Skater boys look like they know a secret. They claim stretches of the city without speaking. They hunt down new frontiers, pitting themselves against unclaimed and challenging terrain. While other teens are accused of apathy, skaters really care. About skating, but that’s still something.
Paranoid Park is based on a novel by Blake Nelson about a skater with a secret. Police are visiting Alex (Gabe Nevins) at school, asking about a gruesome event that took place on the railroads. They found his board. Unable to talk to anyone, Alex writes down his story, trying to make sense of the facts and his feelings, struggling to order and contain his recollections just as skaters repossess their environment, shaping and moulding it to fit their needs. And as that experience is revealed, Alex sinks further into the detachment of a desensitised teenager – not careless or uncaring, but in shock.

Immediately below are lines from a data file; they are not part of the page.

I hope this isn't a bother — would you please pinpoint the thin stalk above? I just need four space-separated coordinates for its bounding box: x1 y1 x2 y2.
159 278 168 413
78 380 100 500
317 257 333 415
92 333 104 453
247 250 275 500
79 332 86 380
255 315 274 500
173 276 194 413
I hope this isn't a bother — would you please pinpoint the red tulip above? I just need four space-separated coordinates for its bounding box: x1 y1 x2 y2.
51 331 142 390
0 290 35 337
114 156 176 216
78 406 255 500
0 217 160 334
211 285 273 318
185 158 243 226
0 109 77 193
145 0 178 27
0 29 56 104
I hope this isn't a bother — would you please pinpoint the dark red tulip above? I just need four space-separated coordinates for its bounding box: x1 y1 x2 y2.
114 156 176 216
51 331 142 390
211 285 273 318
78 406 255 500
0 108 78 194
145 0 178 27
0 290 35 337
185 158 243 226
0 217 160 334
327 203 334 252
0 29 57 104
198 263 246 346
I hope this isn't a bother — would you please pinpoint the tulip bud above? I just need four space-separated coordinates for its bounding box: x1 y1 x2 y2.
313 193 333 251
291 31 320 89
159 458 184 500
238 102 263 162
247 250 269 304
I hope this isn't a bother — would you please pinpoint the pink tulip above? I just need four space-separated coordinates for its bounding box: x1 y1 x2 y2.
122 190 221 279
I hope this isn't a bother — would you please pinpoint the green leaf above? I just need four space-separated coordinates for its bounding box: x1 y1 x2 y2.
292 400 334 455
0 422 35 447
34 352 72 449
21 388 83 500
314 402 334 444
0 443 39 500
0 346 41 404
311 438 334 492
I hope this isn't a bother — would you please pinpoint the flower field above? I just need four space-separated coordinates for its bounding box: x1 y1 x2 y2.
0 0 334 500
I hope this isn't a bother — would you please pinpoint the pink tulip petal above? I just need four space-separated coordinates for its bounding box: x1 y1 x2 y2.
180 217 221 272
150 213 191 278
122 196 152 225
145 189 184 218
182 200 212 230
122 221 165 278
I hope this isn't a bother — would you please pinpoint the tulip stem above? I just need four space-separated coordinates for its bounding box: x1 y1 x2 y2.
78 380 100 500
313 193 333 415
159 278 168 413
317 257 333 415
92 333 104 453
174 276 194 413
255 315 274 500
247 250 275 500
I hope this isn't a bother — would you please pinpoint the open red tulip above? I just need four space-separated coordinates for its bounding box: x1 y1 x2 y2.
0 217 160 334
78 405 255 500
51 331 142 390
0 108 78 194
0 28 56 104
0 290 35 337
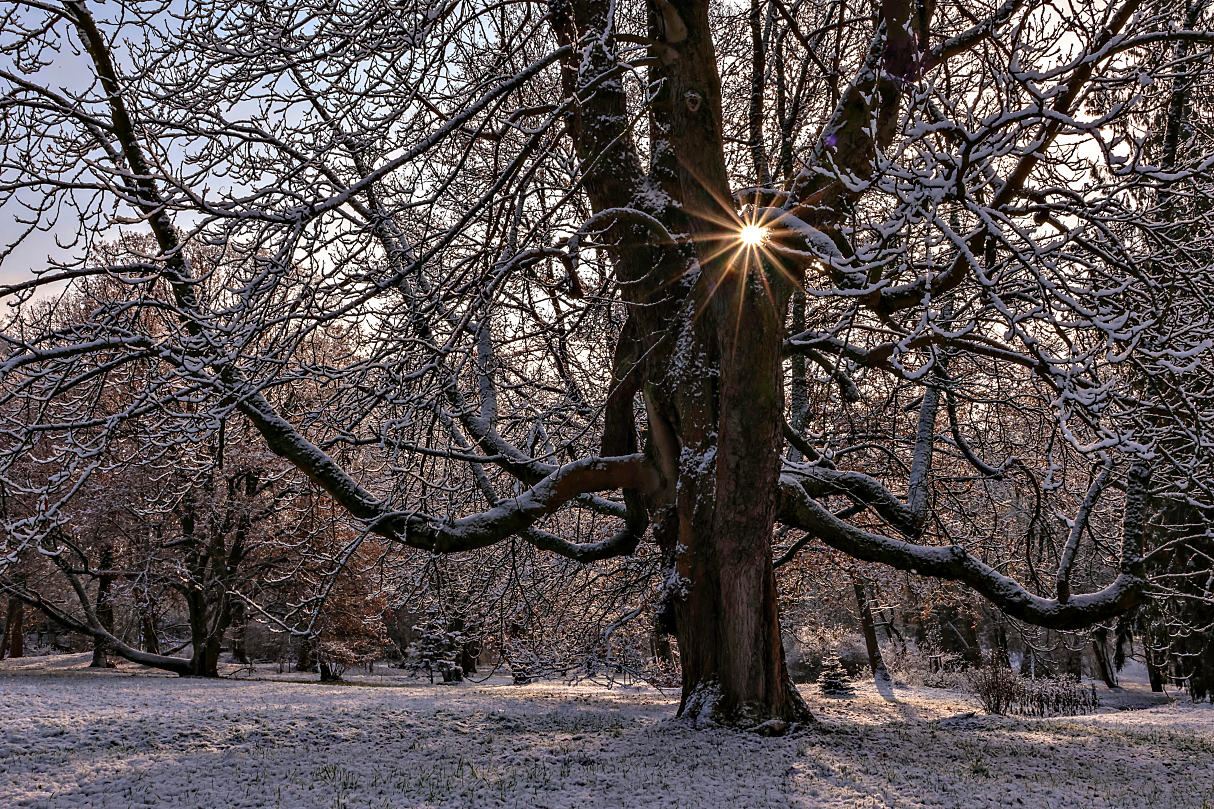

Gus Van Sant draws out this spartan narrative through the inexpressive grunts prised from a face that shows only resignation. He shows the teenage world as we remember it, with the muggy weight of lost emotions, and the poignancy of places and people doomed to pass.
This deliberate, typically oblique film is like the agonised silence of a nervous 16-year-old. Yet Van Sant shows a respect for their self-loathing and discomfort, and suggests that, as we grow old and comfortable, we become diluted, far removed from our concentrated and more truthful teenage selves.